Three-quarters of the victims were in a romantic relationship with the perpetrator.  The coercion used was almost always psychological, not physical.

When asked who was to blame, half of the perpetrators said the victim was completely responsible; one-third said it was their own fault. "If half of the perpetrators felt the victim was responsible for this, we need to do something," Ybarra, who is president and research director of the Center for Innovative Public Health in San Clemente, Calif.

But Ybarra tells Shots these numbers show that parents need to act and well before their children are 16.

Parents, I remember when there was a murder about 10 years ago of a Roosevelt student (off-site).  There were three boys who all had "J" names and called themselves the J-Crew.   But one boy had a girlfriend who had sex with one of the other boys (she said it was rape but the police could not find the evidence or witness statements to corroborate her story so there was no arrest).  Her boyfriend brushed it off saying, "Girls come and go but bros' are forever."

But, all the while he was plotting to kill his friend and convinced the third friend to participate.  The two boys killed him and hid his body and played innocent to the murder victim's mother.  Of course, it all came out and both those boys - now young men - are in jail for 25+ years.

I tell you this story because when I read it (and then researched it), I was dumbfounded that all the parents seem to think that everything was fine even as one boy's girlfriend had said she had been raped by another boy.  How the parents convinced themselves that it wasn't serious, the boys weren't taking it seriously and did not think back to a time when they were teens and remember how high emotions ran?

Every time you feel tempted to say, "It's just puppy love" or "It's just teenaged angst" , just remember your first love and the intensity of those feelings and emotions.  Watch you teens and talk to your teens.  Here's a link to one group "Love is Respect" and another one, "Break the Cycle."

Tell your teen - boy or girl - that being controlled, followed, arm-grabbing, text-reading, etc, are NOT signs of love.  Being mistreated - verbally or physically - does not mean love. 

I think the great Lesley Gore sings it best in "You Don't Own Me"- let your teens hear this song.  One, because it's a great classic song and two, they will laugh at the staging, hairstyle and orchestration long enough to hear the words.  I always think someone should do an updated version of the song.

Social media adds enormous pressure -- the digital footprint that every young person lives with makes breaking up harder, sometimes humiliating.
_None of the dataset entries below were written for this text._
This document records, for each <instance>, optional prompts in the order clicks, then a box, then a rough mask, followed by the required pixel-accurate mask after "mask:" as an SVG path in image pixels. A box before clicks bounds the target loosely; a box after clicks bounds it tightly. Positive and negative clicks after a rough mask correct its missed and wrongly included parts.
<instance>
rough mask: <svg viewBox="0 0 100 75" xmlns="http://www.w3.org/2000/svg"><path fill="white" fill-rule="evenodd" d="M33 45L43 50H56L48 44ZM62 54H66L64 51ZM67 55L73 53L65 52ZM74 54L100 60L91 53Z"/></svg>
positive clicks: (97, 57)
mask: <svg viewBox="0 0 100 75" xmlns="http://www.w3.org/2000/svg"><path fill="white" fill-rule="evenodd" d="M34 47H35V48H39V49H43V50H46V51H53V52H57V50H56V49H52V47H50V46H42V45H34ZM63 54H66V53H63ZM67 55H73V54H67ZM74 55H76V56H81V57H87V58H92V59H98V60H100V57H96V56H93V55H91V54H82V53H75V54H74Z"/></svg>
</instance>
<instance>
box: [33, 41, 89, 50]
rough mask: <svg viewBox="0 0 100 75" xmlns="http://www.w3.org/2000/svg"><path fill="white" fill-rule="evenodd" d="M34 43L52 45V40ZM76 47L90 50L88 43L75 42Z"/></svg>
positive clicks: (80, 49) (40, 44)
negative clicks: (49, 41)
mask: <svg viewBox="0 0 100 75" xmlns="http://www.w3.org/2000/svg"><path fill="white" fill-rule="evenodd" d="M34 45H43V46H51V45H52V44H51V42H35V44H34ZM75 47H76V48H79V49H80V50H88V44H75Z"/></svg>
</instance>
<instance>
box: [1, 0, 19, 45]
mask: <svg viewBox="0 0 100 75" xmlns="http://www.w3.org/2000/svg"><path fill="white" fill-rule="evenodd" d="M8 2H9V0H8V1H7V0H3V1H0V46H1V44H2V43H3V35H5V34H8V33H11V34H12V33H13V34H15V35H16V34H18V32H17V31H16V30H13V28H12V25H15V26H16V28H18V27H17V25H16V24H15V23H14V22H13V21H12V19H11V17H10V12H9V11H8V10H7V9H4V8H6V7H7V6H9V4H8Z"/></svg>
It's a recipe for disaster.

"... the loss, the breakup, it's tweeted ... it's texted about. It's Facebook-ed," Leone said. "Everybody's electronically communicating about it. And what it tends to do is exacerbate the entirety of the situation.


Anonymous said...

Thank you for posting this...


mirmac1 said...

Yes. Thank you Melissa. As the mother of a 13 yr old girl who, because of her disability, may be more vulnerable to social manipulation and intimidation, I work very hard EVERY DAY to build her up.

Look at the proposed settlement with a disabled student who was assaulted at a district HS. I'm sure Ron English and friends put her and her family through the wringer. How do I know this? Because that's what they do. Apparently they feel that is their mission. NOT ensuring the district follows federal civil rights and disability rights laws. NOT state public disclosure laws. In the words of Raiders owner Al Davis, "Just Win Baby!"

Anonymous said...

Yes, the 48 Hours show on Breakup Violence was heartbreaking. It is something I do worry about for my own 21 year old daughter. The issue of depression seemed to be a factor in the murder. That is also a heartbreaking issue that gets little attention...until tragedy strikes.

A mom

Melissa Westbrook said...

A Mom, that issue of depression struck me as well.

Again, this young man had friends and was a top football player and had received a scholarship to play football in college. But after the breakup, he stopped working out, stopped seeing friends and starting smoking pot. Clearly, he was depressed and his mother tried to get him to go get counseling. It didn't work.

For a lot of kids with no life experience, it all seems overwhelming. As parents, it's important to consider our life experience and what we can use to help our children as they navigate life.

Josh Hayes said...

This is grim stuff, Melissa, but very useful. As a fledgling teacher (I am doing my student teaching at RHS, actually), are there good resources for teachers that would help? Information, strategies, warning signs, and so forth? I am astonished at how little concern most teachers - and I'm not singling out Roosevelt AT ALL in this, but rather basing this on national survey data - have about cyber-bullying and the like. I can't help but feel that we teachers have a role to play here, but I really don't know what it is.

Melissa Westbrook said...

Josh, I can look but I would check out those two websites. The CBS story also mentioned a group that DOES go to schools and talk to teens who then do peer-to-peer talking.

Anonymous said...

This is really scary. I had a best friend who was in an abusive relationship in high school. Worst misery ever! Carolyn Hax and Cary Tennis, whom I think are the best advice columnists out there, recommend The Gift of Fear by Gavin de Becker. I think schools should require all students read it, but in America, parents will start screaming about schools usurping their rights.


Melissa Westbrook said...

CCA, I also recommend The Gift of Fear but Mr. de Becker also wrote one specific to your children, Protecting the Gift.